Burning Man Contracting Charter Services Beginning 2016

Editor’s note – Private charter companies highlighted below, and charter airline proposals noted – 


Burning Man has its eye on the sky.

In an effort to get more Burners to fly to the 70,000-person event in the middle of the Black Rock Desert, organizers have been reviewing proposals from air carrier services that would start offering flights directly to the playa this year.

Charter companies and private pilots have been flying to the event — an annual, weeklong arts party in early September — since the late 1990s. This, however, would be the first time that the Burning Man organization would contract a company, or a few, to do the job. Additionally, instead of shuttling five or so people, contracted charters would be expected to shuttle about 30 people in an aircraft at one time. Flights would potentially depart from Reno, San Francisco and Los Angeles.

While Burning Man organizers were set to decide in early April which company or companies would be contracted, there is still no word as to whether any contracts will go forward this year. Burning Man has released no details as to which companies submitted proposals before the late February response deadline.

“We are still working through the (request for proposals) process and will announce details of the program as soon as they are finalized,” said Burning Man spokesman Jim Graham on Wednesday.

The contracted charters would fly from select cities directly to 88NV, the temporary airport that is set up during the week of Burning Man outside the perimeter of Black Rock City, where the Burning Man populace resides. About 2,200 people flew into the makeshift airport last year.

Charters and private pilots still will be allowed to fly in friends or other individuals free of charge if they want, but they cannot be “shuttling” people back and forth, unless they are doing so as authorized by a contract with Burning Man.

“We are so firmly on the map of Burning Man. We love what it does for us. We really roll out the red carpet,” said Kulpin.

Although airport officials were unaware of Burning Man’s plans to increase the air traffic headed to Burning Man, they believe it is makes sense given the rising demand for easier travel to the event. It takes about two hours by car to drive from Reno to the Black Rock Desert, which is northeast of Reno, but it can take as many as six to 10 hours during peak traffic in the first few days of Burning Man.

By air, it only takes about an hour to travel the less than 100 miles to the Black Rock Desert, Kulpin said. That explains why three charter flight companies and a multitude of privately operated aircraft directed flights to Burning Man from the Reno-Tahoe International Airport in 2015. While there is no count of how many flights took off to the Burn, 111,737 gallons of jet fuel were sold to charter and private operators during the 2015 event, compared to 67,317 gallons during the same week in 2014.

“People fly in from Europe, then to New York, and then they fly here to our terminal and then they get a private charter.

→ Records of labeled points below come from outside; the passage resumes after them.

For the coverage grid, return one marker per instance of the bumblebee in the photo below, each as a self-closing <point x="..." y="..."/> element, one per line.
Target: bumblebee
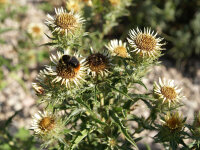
<point x="69" y="61"/>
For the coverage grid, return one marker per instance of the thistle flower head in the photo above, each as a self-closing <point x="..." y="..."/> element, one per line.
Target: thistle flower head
<point x="145" y="43"/>
<point x="74" y="5"/>
<point x="173" y="121"/>
<point x="38" y="89"/>
<point x="65" y="22"/>
<point x="3" y="2"/>
<point x="67" y="69"/>
<point x="35" y="29"/>
<point x="117" y="48"/>
<point x="167" y="91"/>
<point x="88" y="2"/>
<point x="98" y="63"/>
<point x="48" y="126"/>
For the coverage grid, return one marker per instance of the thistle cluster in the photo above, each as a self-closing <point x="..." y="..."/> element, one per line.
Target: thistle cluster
<point x="87" y="88"/>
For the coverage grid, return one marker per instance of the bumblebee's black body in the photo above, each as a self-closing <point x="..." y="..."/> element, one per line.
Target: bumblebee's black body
<point x="69" y="61"/>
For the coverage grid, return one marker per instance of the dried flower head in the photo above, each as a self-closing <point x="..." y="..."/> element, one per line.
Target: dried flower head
<point x="117" y="48"/>
<point x="167" y="91"/>
<point x="48" y="126"/>
<point x="67" y="69"/>
<point x="35" y="29"/>
<point x="145" y="43"/>
<point x="112" y="142"/>
<point x="38" y="89"/>
<point x="65" y="22"/>
<point x="74" y="5"/>
<point x="173" y="121"/>
<point x="88" y="2"/>
<point x="98" y="63"/>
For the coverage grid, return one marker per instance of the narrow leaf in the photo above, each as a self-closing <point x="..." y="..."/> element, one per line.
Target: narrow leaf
<point x="79" y="138"/>
<point x="122" y="128"/>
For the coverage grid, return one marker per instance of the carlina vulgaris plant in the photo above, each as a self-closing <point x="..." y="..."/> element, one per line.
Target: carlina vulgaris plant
<point x="94" y="91"/>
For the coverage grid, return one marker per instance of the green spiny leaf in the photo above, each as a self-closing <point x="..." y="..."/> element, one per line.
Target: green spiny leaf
<point x="123" y="129"/>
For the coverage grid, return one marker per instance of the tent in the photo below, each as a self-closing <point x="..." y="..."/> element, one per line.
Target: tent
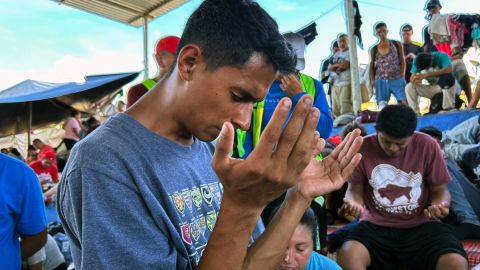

And then we just have charters that just appeal to people who don’t want to deal with the road traffic. The VIPs are another audience too, and that’s becoming more popular,” Kulpin said.

Many of the charters that fly to Burning Man — Advantage Flight, Burner Air and Boutique Air — declined to comment on concerns about whether their business would be damaged if not chosen by Burning Man to operate flights this year.

One of the companies, Palo Alto, Calif.-based Centurion, said it’s simply a waiting game.

“Burning Man is our big one. We’re going to start doing Coachella next year, but Burning Man is like the Superbowl for us,” said Jack Boyer, a customer service representative with Centurion.

Centurion, which has been flying clients to the playa for about 13 years, in the past has flown about 10 to 12 flights per day to the playa during Burning Man. For the most part they fly out of the Bay Area, but they will fly out of “wherever the clients are,” the week of, Boyer said.

“We get all walks of life. We get folks that are flying in to San Francisco from Russia, and then we get regulars,” he said.

Per person, Centurion sells roundtrip tickets to Burning Man that can cost several hundred dollars to fly from Reno, about $800 from Sacramento about about $1,350 from the Bay Area. Their prices compete with an assortment of other charters, some of which do not have prices currently posted pending Burning Man’s response to proposals. 

“I think the newest info is in the pipeline,” Boyer said.

Burning Man is assessing the proposals based on a variety of elements.

Applicants — who were required to complete proposals by the end of February — have to have the appropriate certification along with a $5 million insurance policy for their proposed operation.

Burning Man also asked that charters have the ability to fly up to 30 people in one aircraft; to transport 1,000 passengers per day with no more than 200 landings in an 11.5 hour period daily and to offer departures from Reno, San Francisco and Los Angeles with room for expansion from other locations if demand occurs. Ideally, charters should have experience with and proposals for ticket and scheduling systems, according to the Burning Man request. It is unclear whether the charters or Burning Man would handle the ticketing for flights to and from the playa.